Step S302: far-field pickup is carried out through a microphone of the story machine, and user voice is acquired. When the user makes a sound, a single MIC microphone of the story machine is used for carrying out far-field sound pickup.
Step S303: when the voice of the user is acquired, the reference audio of the loudspeaker is acquired through the echo cancellation circuit, and the acquired audio is read through the formed echo cancellation circuit and can be realized by referring to the prior art for the audio information being played by the story machine loudspeaker.
Step S304: and carrying out noise elimination processing on the user voice and the loudspeaker reference audio to obtain a user voice instruction. The concrete implementation is as follows: and (4) performing analog-to-digital conversion on the user voice instruction and the loudspeaker reference audio.

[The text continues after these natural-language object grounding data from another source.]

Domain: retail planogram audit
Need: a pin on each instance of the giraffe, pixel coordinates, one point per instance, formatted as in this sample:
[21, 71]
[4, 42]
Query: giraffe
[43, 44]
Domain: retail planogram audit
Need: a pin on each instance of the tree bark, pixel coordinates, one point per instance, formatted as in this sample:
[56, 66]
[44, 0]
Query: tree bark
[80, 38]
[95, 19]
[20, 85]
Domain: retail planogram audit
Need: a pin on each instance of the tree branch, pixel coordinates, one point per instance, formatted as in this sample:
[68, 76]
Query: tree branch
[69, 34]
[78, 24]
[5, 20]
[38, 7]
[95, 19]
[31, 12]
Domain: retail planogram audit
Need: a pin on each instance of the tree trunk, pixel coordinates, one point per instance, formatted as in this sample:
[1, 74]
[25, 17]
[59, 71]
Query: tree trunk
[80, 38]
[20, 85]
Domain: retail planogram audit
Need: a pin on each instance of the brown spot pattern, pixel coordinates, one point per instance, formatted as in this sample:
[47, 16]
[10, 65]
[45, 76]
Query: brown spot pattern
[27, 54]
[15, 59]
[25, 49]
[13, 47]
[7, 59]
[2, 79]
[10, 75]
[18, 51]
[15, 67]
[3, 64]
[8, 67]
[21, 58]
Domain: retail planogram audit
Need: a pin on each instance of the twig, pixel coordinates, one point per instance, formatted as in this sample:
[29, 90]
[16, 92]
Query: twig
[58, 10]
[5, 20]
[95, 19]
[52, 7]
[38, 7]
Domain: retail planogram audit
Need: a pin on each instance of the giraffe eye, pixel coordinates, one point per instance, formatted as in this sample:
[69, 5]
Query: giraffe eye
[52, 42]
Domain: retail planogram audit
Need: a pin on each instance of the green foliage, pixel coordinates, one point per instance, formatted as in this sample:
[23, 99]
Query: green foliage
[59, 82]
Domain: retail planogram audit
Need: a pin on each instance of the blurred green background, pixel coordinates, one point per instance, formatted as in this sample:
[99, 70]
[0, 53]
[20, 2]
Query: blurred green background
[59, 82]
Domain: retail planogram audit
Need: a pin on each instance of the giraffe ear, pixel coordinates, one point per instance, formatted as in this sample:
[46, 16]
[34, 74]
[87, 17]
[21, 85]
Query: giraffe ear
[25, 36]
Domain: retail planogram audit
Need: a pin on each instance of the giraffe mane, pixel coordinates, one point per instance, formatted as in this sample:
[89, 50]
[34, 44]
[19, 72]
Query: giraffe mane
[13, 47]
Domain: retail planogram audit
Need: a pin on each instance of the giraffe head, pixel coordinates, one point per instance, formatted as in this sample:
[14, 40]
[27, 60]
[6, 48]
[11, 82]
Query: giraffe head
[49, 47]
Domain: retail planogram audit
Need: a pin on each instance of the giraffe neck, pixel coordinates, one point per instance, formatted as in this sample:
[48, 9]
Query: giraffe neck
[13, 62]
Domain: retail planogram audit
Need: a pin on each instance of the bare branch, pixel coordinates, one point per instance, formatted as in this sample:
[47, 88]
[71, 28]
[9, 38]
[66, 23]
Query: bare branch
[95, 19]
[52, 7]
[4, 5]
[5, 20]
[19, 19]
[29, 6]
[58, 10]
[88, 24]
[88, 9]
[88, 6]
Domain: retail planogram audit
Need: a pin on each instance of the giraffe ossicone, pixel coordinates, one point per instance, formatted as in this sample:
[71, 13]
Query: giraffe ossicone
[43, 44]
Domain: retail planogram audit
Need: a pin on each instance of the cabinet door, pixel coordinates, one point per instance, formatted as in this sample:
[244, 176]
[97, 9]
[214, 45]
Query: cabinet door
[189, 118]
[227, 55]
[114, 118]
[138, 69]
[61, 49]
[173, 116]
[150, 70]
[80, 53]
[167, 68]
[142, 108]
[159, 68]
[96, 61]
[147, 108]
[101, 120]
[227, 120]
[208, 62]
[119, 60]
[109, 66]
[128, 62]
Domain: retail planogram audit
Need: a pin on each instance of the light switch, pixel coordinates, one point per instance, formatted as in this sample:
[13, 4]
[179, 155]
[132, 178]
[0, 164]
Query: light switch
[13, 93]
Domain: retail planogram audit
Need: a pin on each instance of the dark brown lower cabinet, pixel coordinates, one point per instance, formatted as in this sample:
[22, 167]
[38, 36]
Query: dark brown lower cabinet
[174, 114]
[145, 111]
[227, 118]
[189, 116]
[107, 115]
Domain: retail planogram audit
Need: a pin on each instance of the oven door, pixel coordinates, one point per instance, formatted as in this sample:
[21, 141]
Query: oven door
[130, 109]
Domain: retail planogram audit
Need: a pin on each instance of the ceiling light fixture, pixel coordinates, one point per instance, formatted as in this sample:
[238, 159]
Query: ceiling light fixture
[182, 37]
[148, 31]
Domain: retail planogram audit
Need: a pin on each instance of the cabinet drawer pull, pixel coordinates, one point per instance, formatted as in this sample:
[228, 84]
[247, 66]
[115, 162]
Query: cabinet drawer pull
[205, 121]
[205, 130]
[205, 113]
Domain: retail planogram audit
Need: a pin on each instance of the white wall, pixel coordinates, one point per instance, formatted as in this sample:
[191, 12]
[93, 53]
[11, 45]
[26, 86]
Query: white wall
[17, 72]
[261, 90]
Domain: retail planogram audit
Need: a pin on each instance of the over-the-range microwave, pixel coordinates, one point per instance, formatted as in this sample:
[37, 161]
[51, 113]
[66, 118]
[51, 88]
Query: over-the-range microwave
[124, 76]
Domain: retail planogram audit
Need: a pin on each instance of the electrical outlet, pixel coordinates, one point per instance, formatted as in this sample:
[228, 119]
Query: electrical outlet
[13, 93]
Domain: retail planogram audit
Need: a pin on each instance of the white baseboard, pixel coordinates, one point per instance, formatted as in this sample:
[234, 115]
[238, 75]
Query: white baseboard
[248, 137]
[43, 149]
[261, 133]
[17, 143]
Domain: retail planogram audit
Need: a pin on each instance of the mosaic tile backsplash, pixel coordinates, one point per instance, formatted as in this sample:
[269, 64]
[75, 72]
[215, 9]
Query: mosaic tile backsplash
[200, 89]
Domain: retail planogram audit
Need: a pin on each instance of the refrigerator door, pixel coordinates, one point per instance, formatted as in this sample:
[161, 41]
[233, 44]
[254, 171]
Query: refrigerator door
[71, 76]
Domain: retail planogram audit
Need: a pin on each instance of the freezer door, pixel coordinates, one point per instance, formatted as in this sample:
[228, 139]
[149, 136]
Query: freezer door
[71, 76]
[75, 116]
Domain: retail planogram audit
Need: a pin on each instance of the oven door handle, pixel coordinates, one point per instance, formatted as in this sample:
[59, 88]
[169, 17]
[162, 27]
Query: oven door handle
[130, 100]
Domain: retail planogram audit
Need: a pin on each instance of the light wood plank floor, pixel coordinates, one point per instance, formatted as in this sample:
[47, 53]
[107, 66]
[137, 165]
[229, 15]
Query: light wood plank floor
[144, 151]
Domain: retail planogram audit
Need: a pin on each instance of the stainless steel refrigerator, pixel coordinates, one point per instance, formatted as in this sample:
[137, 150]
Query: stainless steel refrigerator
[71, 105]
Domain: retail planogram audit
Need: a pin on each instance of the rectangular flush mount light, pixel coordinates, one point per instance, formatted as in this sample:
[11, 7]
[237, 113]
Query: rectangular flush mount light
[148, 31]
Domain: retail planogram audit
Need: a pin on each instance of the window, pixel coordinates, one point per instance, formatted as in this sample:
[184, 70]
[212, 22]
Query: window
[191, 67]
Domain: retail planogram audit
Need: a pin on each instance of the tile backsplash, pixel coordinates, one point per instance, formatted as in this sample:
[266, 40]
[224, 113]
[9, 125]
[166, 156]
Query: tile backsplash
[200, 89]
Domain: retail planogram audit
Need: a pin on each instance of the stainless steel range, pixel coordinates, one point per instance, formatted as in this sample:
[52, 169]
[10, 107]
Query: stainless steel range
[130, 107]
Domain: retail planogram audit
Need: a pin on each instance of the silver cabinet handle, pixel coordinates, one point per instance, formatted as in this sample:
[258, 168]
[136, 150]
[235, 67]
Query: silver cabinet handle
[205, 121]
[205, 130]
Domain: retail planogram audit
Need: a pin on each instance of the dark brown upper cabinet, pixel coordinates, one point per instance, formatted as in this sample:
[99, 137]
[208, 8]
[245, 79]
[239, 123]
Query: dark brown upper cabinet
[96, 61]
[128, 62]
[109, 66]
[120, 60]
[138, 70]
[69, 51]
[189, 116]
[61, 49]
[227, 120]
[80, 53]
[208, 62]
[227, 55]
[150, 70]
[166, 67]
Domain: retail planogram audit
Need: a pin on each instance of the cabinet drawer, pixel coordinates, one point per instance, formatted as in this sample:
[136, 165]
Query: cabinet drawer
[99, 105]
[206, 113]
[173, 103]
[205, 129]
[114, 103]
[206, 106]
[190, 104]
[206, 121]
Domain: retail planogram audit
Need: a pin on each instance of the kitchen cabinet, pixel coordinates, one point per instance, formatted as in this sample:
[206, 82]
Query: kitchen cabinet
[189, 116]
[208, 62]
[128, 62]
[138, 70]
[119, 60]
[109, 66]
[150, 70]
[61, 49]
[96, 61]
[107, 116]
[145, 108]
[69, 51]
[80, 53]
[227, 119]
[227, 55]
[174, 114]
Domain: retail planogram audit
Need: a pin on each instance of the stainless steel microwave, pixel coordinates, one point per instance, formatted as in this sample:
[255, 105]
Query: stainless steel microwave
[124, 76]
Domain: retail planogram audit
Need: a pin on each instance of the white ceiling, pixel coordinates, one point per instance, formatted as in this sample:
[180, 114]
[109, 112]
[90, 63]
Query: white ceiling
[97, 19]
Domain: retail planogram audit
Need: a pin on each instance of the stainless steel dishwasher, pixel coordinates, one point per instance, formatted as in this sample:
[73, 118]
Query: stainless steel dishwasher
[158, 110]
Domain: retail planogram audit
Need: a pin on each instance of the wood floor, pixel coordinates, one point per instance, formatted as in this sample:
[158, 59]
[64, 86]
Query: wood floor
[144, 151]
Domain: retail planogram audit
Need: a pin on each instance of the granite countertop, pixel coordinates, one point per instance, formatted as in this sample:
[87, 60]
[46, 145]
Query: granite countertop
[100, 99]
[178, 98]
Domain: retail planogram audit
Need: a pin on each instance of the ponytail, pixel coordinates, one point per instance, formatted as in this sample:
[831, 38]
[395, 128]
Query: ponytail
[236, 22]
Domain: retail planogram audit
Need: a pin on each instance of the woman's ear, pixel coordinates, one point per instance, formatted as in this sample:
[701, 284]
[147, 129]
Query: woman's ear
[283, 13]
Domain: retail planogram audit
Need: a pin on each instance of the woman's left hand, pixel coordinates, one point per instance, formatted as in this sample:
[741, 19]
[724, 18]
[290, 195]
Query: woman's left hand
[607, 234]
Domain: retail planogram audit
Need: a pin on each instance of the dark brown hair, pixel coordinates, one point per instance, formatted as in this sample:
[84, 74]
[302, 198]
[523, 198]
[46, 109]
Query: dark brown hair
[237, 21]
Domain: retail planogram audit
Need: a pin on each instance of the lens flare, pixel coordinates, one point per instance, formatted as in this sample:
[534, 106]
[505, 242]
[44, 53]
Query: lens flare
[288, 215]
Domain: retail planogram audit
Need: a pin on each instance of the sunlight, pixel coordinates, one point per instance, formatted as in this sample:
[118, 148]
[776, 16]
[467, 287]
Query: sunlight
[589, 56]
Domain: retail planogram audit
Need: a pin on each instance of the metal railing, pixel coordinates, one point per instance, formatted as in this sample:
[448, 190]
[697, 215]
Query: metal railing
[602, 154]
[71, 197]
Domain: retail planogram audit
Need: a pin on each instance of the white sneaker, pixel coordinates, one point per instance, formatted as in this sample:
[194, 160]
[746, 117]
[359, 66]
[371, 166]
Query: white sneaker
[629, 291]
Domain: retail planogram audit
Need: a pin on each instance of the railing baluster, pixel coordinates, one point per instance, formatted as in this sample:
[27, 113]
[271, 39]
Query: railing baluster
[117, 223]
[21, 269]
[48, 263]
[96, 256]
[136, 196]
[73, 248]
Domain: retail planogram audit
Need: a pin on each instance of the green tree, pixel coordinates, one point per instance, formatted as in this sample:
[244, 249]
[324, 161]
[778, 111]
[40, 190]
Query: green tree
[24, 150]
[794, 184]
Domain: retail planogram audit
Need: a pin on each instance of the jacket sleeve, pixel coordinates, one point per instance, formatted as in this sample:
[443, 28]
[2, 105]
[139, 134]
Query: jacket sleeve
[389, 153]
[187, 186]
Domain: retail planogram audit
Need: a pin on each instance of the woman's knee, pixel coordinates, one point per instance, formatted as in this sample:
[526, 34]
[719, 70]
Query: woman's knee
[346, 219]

And converting the digital signals into digital signals, and performing subtraction operation on the digital signals after conversion to obtain the user voice instruction. This particular implementation can be achieved with reference to the prior art.
Step S305: and carrying out voice response processing on the voice command of the user. The concrete implementation is as follows: firstly, when a user voice instruction is acquired, the network state is judged, and voice response processing is carried out on the user voice instruction according to the network state.
When the network state is judged to be connection, voice recognition is carried out on the user voice instruction in the story machine, the obtained text information is output to the cloud voice platform, response processing is carried out according to an operation instruction returned by the cloud voice platform, and the operation instruction can trigger a function interface corresponding to the story machine to execute corresponding response operation. The manner of speech recognition can be implemented with reference to the prior art.
When the network state is judged to be unconnected, the user voice instruction is wakened and identified through a wakening engine in the story machine, and response processing is carried out according to the wakening and identifying result, and the response processing mode can be the same as the implementation mode of the response processing of the network connection state. Preferably, the local story machine is in a voice wake-up mode, so that voice interaction response is performed, response speed is improved, and processing burden of the story machine is not increased.
According to the method, far-field voice interaction can be carried out on the story machine in the states of being connected with a network and being not connected with the network, the effect of expanding the use range of the story machine is achieved, the story machine is not limited to be used in the near field, the use method of the story machine can be more flexible for the group of infants, the nature of the infants is met, and the experience and the use feeling of the story machine are greatly enhanced.
Finally, it should be noted that: the above embodiments are only used to illustrate the technical solutions of the present application, and not to limit the same; although the present application has been described in detail with reference to the foregoing embodiments, it should be understood by those of ordinary skill in the art that: the technical solutions described in the foregoing embodiments may still be modified, or some technical features may be equivalently replaced; and such modifications or substitutions do not depart from the spirit and scope of the corresponding technical solutions in the embodiments of the present application.